If you’re looking online to find a specialist, check out what kind of content they have on their website. Does it show they really know what they’re talking about? Is their website useful or mainly promotional? It’s these kinds of things that help you get a feel for how effective they may be for you. Do they have a blog and does it show their practical experience in this field?

Remember – just because a company advertises a lot, and just because a company pops up a lot with promotional ads and videos on the internet, doesn’t necessarily make them good at what they do. Be cautious.

If you find someone who asks you for just a few details of your relative’s health needs and then says you have a good case for Continuing Healthcare funding, be cautious. It usually takes more that to be able to take a considered view of any given case.

If you’re using a claims company, ask whether their specialism is processing claims or pursuing Continuing Healthcare cases. There’s a big difference between the two. (It could also be both, of course.)

Given how difficult it can be to secure Continuing Healthcare, you need someone on your side who knows what they’re doing in this specific field – and can argue your case with conviction and counter the mistakes and maladministration that occur in so many instances.

Be aware also that you know your relative best, and even if you do have someone acting for you, you still need to be closely involved to make sure that all details about your relative’s health and care needs are properly considered and included.

You may also find that if your case is a particularly difficult one, it may be more difficult to find someone to take this on for you. However, this does not mean you couldn’t be successful pursuing it yourself, if you have the time and energy.

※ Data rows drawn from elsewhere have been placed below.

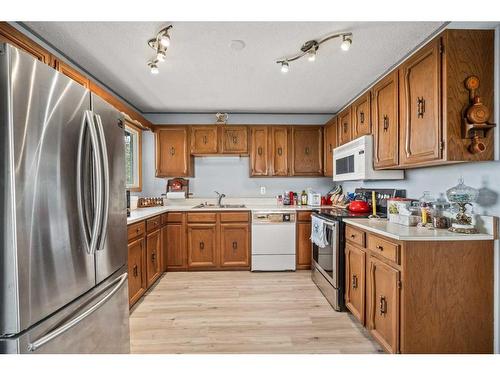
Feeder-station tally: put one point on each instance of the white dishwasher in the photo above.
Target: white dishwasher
(273, 241)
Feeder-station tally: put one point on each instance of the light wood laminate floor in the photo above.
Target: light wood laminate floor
(242, 312)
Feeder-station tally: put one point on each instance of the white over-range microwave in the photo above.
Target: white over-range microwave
(354, 161)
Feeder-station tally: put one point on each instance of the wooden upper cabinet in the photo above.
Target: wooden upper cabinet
(361, 113)
(307, 151)
(72, 73)
(420, 100)
(172, 152)
(234, 139)
(204, 139)
(279, 151)
(385, 112)
(344, 127)
(355, 281)
(11, 35)
(234, 245)
(259, 151)
(383, 300)
(330, 136)
(202, 246)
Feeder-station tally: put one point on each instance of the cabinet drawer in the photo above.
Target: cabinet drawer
(153, 223)
(136, 230)
(383, 247)
(227, 217)
(174, 217)
(303, 215)
(355, 236)
(202, 217)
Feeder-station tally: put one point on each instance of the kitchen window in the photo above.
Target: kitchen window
(133, 158)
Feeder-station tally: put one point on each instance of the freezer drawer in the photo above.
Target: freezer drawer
(95, 323)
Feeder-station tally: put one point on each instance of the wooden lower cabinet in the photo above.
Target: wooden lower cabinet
(355, 260)
(234, 245)
(136, 277)
(202, 246)
(421, 296)
(303, 242)
(383, 304)
(153, 257)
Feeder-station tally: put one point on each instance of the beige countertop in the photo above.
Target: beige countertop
(403, 233)
(145, 213)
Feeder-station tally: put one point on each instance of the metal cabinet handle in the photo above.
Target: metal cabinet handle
(73, 322)
(354, 282)
(383, 305)
(420, 107)
(386, 123)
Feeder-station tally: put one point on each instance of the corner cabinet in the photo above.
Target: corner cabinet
(385, 110)
(172, 152)
(420, 98)
(307, 151)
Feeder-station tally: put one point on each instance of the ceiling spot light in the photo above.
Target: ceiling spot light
(311, 47)
(346, 43)
(153, 67)
(284, 67)
(159, 44)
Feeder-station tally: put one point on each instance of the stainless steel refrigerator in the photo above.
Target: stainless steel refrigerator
(63, 257)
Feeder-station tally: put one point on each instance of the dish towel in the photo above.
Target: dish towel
(318, 232)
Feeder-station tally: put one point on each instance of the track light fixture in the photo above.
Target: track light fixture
(159, 44)
(311, 47)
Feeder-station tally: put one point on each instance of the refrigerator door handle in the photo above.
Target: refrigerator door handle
(105, 195)
(90, 238)
(51, 335)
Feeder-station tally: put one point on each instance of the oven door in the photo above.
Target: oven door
(326, 259)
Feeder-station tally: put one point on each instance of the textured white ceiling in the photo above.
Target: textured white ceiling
(203, 74)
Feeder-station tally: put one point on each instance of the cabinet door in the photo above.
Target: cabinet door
(355, 281)
(279, 151)
(361, 112)
(307, 151)
(234, 245)
(386, 122)
(72, 73)
(136, 274)
(420, 99)
(9, 34)
(234, 140)
(172, 152)
(204, 140)
(175, 247)
(153, 257)
(344, 127)
(330, 134)
(304, 246)
(383, 302)
(259, 151)
(202, 246)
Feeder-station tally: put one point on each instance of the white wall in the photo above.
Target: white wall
(226, 174)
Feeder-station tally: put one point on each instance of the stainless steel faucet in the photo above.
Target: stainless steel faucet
(219, 198)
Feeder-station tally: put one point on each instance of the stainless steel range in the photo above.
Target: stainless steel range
(328, 260)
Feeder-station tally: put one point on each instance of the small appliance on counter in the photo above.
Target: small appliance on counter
(328, 263)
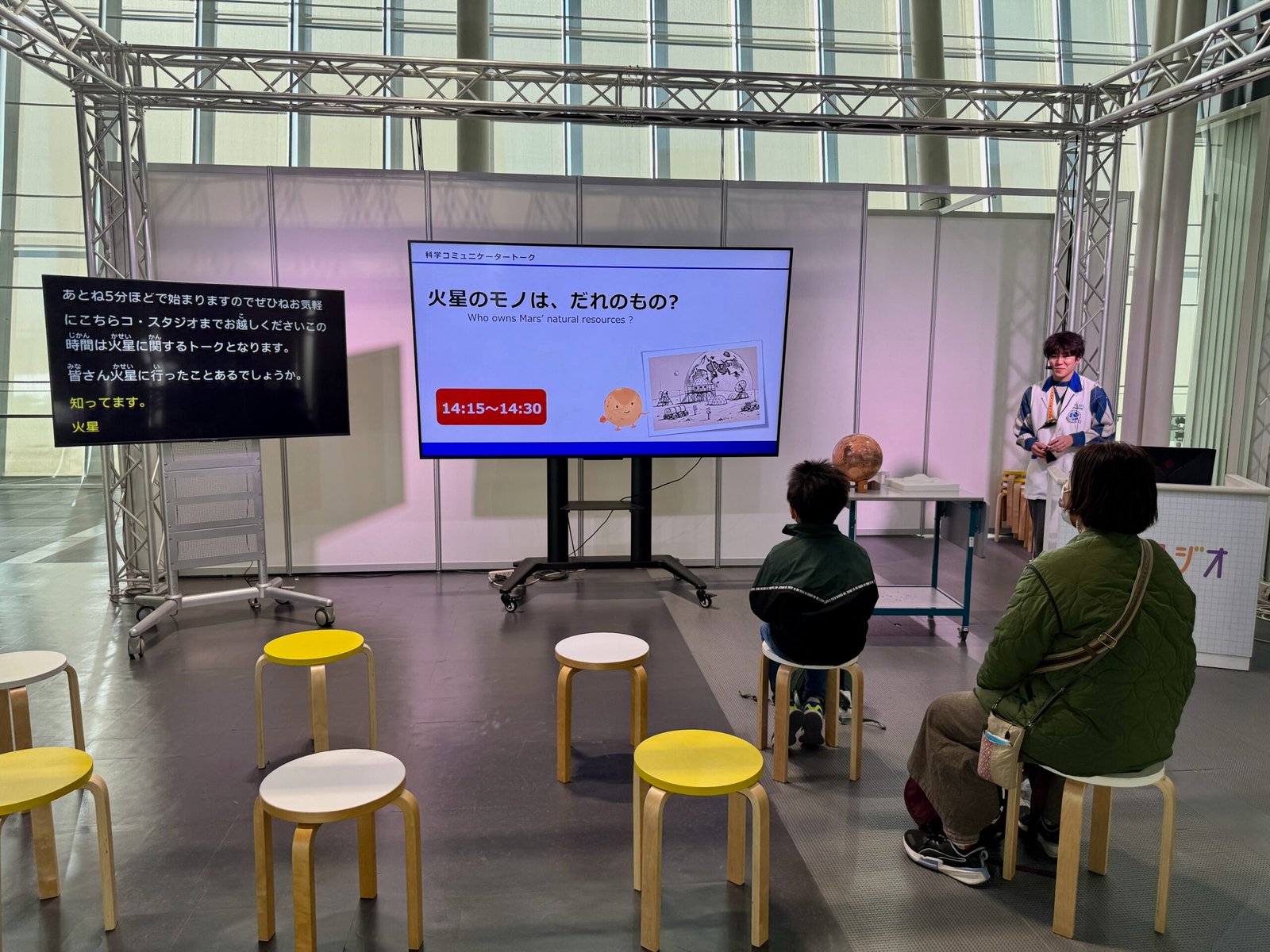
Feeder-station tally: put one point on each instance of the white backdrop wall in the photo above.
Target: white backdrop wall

For more about Continuing Healthcare…

Is it worth appealing a Continuing Healthcare funding decision?

28 links about Continuing Healthcare to help you



  1. Heledd Wyn 1 year ago

    As with any purchase, shop around and Angela’s advice is really sensible. For those looking for solicitors, you may want to look at which has a list of solicitors and lists their specialities – this might be a helpful starting point – but nothing beats having a conversation and trusting your own judgement.

  2. Author
    Angela Sherman 1 year ago

    We’ve had several requests for our opinion on specific law firms and specific CHC advisors. We don’t publish opinions or recommendations relating to any specific law firms, companies or individual advisors. We can say, however, that if a company tells you you have a good case, and yet they have barely looked at the details relating to your case, be cautious. Families report that there are some companies who ask for money up front to take on your case, and yet they will not have properly ascertained that you do actually have a good case. It can take time to properly evaluate the strength of a person’s case, and so check carefully the basis on which you are being asked for the payment.

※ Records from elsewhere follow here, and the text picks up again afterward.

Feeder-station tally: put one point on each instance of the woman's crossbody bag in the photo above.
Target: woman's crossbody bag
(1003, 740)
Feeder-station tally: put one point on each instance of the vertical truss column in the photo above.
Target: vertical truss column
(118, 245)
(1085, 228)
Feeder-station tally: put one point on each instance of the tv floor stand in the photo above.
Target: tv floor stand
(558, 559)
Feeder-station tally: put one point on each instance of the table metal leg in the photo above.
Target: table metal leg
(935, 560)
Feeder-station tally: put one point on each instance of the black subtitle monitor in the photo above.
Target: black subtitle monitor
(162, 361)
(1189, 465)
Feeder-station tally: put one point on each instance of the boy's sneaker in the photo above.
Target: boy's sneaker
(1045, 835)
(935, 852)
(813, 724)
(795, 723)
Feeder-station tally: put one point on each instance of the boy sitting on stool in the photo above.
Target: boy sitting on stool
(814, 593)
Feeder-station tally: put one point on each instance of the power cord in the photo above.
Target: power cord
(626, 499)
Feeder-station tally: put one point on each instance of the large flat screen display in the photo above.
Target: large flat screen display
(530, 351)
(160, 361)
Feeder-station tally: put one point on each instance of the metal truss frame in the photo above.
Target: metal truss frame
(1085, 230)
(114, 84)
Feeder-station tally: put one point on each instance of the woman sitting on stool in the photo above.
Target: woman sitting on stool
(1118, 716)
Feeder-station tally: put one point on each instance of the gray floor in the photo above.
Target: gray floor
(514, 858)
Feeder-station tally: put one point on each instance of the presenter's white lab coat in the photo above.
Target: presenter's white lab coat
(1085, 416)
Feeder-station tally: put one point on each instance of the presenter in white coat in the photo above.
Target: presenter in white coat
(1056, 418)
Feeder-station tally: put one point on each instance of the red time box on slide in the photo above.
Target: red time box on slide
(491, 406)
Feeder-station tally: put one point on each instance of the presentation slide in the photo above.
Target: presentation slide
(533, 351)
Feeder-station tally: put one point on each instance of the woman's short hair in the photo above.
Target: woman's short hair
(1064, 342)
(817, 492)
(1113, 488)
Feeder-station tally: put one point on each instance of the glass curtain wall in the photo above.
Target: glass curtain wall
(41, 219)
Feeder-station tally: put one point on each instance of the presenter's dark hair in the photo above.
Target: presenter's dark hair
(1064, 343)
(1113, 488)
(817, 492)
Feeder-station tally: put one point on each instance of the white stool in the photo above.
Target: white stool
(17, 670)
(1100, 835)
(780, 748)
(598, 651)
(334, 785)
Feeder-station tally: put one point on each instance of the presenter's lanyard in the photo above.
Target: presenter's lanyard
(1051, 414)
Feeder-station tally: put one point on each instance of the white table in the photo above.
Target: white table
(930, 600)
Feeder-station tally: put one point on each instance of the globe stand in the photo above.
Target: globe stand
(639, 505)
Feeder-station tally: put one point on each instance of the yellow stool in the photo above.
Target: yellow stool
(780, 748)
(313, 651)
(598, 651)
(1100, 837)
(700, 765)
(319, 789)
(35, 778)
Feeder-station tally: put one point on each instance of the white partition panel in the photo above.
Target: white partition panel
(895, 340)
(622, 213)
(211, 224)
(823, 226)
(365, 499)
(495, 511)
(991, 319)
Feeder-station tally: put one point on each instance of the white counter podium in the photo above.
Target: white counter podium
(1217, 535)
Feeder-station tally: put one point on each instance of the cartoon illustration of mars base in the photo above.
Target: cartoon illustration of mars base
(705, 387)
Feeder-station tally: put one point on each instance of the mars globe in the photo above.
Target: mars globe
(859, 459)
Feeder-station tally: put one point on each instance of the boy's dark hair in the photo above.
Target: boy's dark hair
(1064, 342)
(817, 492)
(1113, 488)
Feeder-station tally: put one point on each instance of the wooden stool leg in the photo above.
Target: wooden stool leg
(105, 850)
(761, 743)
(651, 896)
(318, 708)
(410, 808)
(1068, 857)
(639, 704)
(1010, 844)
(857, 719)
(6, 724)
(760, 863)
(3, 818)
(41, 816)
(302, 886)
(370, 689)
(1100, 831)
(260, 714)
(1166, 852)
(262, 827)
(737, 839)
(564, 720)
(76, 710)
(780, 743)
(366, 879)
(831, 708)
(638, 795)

  3. Heledd Wyn 1 year ago

    As a solicitor who has challenged NHS CHC decisions – some successfully, some not – I know how hard it can be and it is especially so when time is not on side. However, it is always worth pushing for assessments/appeals – even if not successful now, it can be a useful snapshot for future assessments – as people with degenerative illnesses do not usually ‘get better’ – just their symptoms are more effectively managed and so don’t give up at the first hurdle.

  4. N Crofts 1 year ago

    An interesting development is the September 2016 report by AgeUK ( ‘Behind the Headlines Stuck in the Middle’ showing how the system is stacked against self funders when you can’t get the NHS to pay.